The analysis in this article presents an apparent paradox: The availability of preferred foods (fruits) appears lower in Southeast Asia than in Africa, yet the importance of FBFs appears higher in African apes than in their Asian counterparts. Presumably, this is related to 1) lower availability and quality of FBFs in Southeast Asia, as suggested previously by Knott (2005), and 2) greater energetic stress in Southeast Asia apes, as discussed previously. Based on simple optimal foraging theory (Stephens and Krebs 1986), reduced FBF quality would result in decreases in preference for FBFs and a consequent drop in their consumption. That is, as the gap in quality between preferred and FBFs increases, lower levels of preferred food availability may be required before FBFs form part of the optimal diet. This might be compounded by energetic stress, resulting in pressure to maximize dietary quality by consuming the best foods, instead of switching to less energy-rich, but more easily found, FBFs. Stated simply, African apes may begin consuming FBFs at higher levels of preferred food availability than Asian apes, owing to generally higher FBF quality in Africa, though intracontinental differences between taxa also appear apparent, and more formal comparisons are required to test this hypothesis. Thus, when viewed from the perspective of FBF instead of preferred food quality and availability, this apparent paradox disappears. Though this may be true, these are unlikely to be the only effects of reduced availability or quality of FBFs; declines in density are particularly likely, for example (Cant 1980; Marshall and Leighton 2006; Marshall et al. 2009b; Mather 1992; Wich et al. 2004a).
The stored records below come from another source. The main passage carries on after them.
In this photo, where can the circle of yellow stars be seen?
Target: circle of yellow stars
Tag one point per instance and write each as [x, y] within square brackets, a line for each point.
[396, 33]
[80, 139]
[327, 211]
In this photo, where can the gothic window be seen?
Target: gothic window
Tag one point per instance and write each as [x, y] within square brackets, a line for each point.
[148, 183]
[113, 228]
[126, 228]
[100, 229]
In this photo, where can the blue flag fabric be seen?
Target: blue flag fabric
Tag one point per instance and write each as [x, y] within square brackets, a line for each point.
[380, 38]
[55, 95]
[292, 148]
Comparison of differences in traits expressed by gibbons and siamangs are broadly in line with expectations based on the higher degree of folivory seen in siamangs. The most important underlying adaptations expressed by siamangs in response to this diet appear to be an increase in body and gut size, which probably have knock-on effects on travel speed, travel efficiency and day range, and increased development of molar shearing crests. These adaptations, and a shift to a less spatiotemporally variable diet, are also likely to be linked to the relatively faster life history profile seen in siamangs, particularly once controlled for body size.
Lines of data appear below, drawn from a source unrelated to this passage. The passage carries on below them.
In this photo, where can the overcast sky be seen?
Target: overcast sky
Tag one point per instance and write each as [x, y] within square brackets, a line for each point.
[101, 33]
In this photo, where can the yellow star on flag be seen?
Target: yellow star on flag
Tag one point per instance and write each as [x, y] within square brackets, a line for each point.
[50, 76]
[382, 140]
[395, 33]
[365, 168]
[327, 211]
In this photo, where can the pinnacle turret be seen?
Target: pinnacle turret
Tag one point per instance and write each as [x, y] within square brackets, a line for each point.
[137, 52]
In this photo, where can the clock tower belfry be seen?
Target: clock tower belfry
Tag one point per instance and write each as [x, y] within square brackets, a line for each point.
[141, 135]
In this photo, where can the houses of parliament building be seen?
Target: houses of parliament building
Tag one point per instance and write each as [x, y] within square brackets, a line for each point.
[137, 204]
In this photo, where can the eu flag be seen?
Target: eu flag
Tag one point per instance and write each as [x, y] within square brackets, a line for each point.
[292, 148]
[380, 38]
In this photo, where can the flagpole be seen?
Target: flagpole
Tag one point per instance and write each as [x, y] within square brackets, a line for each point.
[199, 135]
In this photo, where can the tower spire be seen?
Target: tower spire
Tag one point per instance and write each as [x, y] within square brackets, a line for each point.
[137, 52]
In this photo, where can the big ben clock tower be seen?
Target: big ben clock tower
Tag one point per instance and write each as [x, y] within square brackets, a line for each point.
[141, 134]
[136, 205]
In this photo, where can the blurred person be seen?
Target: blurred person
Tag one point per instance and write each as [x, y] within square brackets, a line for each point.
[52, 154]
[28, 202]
In summary, the general hypotheses proposed by Marshall and Wrangham (2007)—that adaptations for exploiting FBFs tend to enhance processing, whereas adaptations for exploiting preferred foods tend to enhance harvesting—are supported by this analysis of apes. Further, relative positions on the diet and traits continua generally concur, indicating that classification of FBFs as staple and filler, based on dietary importance, is a potentially useful distinction. However, some observations appear at odds with these hypotheses, especially for orang-utans, which can generally be explained by variations in the quality/availability of preferred/FBFs used. In particular, this includes differences in: 1) the importance of figs, THV, leaves, and bark as FBFs between ape taxa and 2) the availability of fruit between habitats, as a result of community-level mast-fruiting in Southeast Asia. Thus, as suggested previously (Marshall et al. 2009b), this analysis 1) supports the contention that both the importance of FBFs in the diet (Marshall and Wrangham 2007) and their quality (Lambert 2007) should be considered in tandem when attempting to understand the influence of FBFs use on ape ecology and 2) that these are key influences on ape ecology and, hence, are likely to have been of crucial importance in ape, and probably also human, evolution.